To see the enthusiasm that the annihilation of Israel, explicitly propagated by Hamas and Iran, generates among millions upon millions of sympathizers of these Palestinian ‘freedom fighters’ has baffled many who just became familiarized with the pro-Palestine movement.

A few weeks before the Hamas massacre, I was asked how one could most effectively fuel antisemitism. Today, the answer is painfully clear: by murdering as many Jews as possible. No event in recent history has intensified hatred of Jews more than the worst mass killing of Jews since the Holocaust.

Ali Khamenei. Photo by wikipedia

Hamas has never pretended to care about national equality, social justice, or the prospect of a two-state solution. Its only goal—stated openly and repeatedly—is the destruction of Israel, which it sees as a necessary step in a broader religious war between believers and nonbelievers. This is not conjecture; it is explicit in its founding charter from 1988, a document that is both a collection of the vilest antisemitic conspiracies and a direct call for genocide.

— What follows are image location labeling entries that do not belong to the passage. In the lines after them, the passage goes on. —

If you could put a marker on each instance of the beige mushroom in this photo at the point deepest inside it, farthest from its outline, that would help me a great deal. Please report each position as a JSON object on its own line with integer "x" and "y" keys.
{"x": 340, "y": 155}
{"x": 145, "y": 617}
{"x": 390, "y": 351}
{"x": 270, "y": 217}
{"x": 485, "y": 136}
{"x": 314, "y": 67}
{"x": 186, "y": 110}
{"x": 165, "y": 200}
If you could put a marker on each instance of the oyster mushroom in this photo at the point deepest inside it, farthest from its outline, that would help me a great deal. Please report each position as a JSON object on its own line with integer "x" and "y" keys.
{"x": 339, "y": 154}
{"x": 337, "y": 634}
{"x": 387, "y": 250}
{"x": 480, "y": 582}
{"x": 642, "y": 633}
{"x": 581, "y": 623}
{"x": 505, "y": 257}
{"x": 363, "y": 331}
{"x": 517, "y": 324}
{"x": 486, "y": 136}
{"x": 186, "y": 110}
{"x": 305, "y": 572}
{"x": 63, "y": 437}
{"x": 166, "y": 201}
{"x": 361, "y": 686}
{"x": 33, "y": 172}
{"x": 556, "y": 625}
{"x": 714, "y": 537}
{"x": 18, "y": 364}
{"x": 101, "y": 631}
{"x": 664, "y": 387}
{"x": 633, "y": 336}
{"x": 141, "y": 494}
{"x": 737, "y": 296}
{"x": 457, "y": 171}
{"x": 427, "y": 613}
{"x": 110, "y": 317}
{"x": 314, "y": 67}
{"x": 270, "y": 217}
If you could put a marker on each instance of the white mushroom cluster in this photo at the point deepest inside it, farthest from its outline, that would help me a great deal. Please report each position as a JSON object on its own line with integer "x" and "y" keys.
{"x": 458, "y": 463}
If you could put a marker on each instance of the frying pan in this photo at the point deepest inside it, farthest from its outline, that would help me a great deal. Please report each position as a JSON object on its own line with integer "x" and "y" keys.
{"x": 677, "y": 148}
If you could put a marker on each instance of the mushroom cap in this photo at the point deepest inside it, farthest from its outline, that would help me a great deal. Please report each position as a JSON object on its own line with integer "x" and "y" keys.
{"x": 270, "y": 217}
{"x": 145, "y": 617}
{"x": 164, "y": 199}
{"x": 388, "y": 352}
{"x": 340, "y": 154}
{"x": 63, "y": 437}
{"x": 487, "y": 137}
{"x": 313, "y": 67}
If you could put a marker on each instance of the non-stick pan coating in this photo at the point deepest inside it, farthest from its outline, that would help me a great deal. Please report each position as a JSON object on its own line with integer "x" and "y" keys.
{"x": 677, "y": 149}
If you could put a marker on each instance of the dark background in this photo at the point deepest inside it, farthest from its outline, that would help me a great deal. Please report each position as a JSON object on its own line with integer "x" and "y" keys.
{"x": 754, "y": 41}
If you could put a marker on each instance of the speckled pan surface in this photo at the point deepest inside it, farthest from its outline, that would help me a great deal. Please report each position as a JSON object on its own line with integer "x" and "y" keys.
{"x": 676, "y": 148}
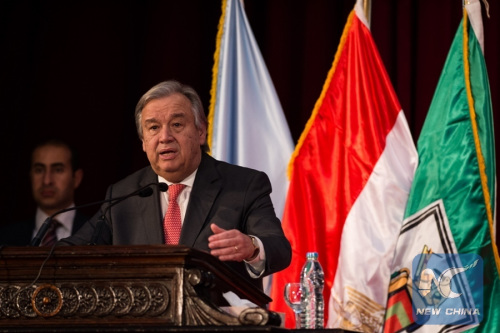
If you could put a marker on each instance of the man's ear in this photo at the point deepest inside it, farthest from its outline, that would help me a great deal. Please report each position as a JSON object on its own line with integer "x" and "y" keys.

Four decades after Michel Foucault abandoned intellectual honesty in favor of “political spirituality,” the most self-styled sensitive and enlightened youth of the West have forged an alliance with one of the most vicious terrorist manifestations of that very idea. What we’re witnessing isn’t just a rejection of Zionism—it’s a wholesale repudiation of Enlightenment principles, now dismissed as mere tools of Western supremacy.

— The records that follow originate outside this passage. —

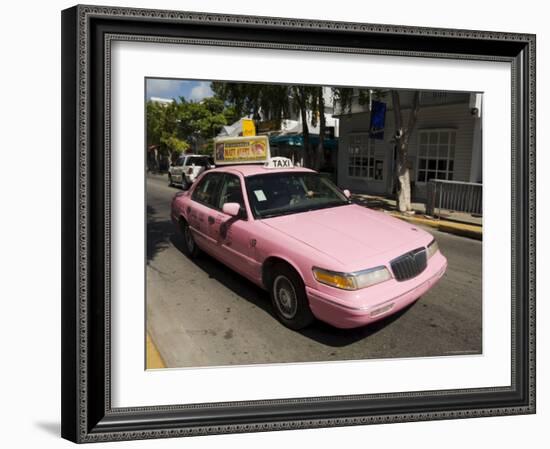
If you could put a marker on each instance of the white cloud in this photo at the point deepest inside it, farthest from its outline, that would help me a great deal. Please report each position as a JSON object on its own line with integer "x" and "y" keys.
{"x": 200, "y": 91}
{"x": 162, "y": 87}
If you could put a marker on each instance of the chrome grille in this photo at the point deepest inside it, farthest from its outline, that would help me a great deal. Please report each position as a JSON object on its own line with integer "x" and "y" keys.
{"x": 409, "y": 265}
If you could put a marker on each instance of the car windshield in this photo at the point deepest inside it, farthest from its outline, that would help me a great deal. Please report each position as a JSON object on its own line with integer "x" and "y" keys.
{"x": 284, "y": 193}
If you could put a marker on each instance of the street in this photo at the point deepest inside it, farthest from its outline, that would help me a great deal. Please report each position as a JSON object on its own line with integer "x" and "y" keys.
{"x": 201, "y": 313}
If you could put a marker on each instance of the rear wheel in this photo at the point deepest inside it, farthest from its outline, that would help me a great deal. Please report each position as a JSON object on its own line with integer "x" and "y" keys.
{"x": 288, "y": 296}
{"x": 189, "y": 245}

But while today’s anti-Zionists between Berkeley and Berlin have added their own layers of self-loathing and ideological acrobatics, the core accusation against Jews remains unchanged. The script is old; only the actors have changed. Foucault may have introduced the gun in the first act, romanticizing Islamist revolutionaries as the vanguard of a new political order, but it is the radicalized youth on the streets of London and New York who have eagerly pulled the trigger.

Progressivism, in its current form, is dead. It collapsed the moment its adherents began marching in lockstep with a movement that celebrates the slaughter of civilians. The tragedy is that most of them still don’t realize it.